Four commercially available PCM materials (organic paraffins RT15 and RT18, organic non-paraffins PT15 and PT18) were studied as bulk, emulsion, and encapsulated emulsions in core-shell fibers. All bulk materials demonstrated excellent thermal reliability in DSC analyses after thermal cycling. Bulk RT18 was evaluated as a suitable PCM candidate for thermal energy storage applications in moderate climate conditions. Bulk RT18 exhibited a high average enthalpy of fusion and crystallization of 137–139 J/g throughout the 200 thermal cycles. RT18-in-water emulsion showed higher enthalpies of fusion and crystallization (=180 J/g); its thermal stability should be further investigated. The commercially available organic PCM were encapsulated in the biodegradable polyester PCL and PVA using co-axial electrospinning. The PVA-PCM emulsion was encapsulated in the core of the fibers. The shell of the fibers was constructed of a PCL-DCM solution.

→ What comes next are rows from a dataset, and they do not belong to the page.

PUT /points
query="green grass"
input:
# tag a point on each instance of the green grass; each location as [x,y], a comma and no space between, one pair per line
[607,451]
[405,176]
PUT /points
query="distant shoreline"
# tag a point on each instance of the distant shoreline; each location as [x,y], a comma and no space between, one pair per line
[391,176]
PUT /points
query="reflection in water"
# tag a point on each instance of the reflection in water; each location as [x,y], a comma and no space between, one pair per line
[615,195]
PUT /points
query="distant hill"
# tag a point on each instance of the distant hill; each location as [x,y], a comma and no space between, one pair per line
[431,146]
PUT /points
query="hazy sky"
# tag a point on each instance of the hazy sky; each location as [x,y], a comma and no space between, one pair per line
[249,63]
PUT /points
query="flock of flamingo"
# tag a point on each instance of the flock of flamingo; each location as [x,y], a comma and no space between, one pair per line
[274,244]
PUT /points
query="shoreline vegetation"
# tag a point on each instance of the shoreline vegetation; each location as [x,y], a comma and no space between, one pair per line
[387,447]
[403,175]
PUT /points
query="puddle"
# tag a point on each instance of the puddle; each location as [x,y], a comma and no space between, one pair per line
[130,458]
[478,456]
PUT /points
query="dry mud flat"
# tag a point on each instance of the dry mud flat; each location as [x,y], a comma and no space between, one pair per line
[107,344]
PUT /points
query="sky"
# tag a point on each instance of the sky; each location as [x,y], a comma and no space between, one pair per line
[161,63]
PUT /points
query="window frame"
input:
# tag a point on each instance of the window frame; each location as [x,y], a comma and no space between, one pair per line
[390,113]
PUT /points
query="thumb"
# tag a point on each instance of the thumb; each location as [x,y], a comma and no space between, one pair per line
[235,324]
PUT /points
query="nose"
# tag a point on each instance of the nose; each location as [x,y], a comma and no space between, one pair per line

The core/shell structure, stably produced at core/shell feed rates of 0.5 mL/h/0.5 mL/h for RT18 with PCL concentration 12% w/v, was promising with enthalpies of melting and solidification 102.1 J/g and 82.21 J/g. The PCL matrix encapsulated the PCM in a core to shell ratio of 1:1 and can be potentially used for thermal energy storage applications.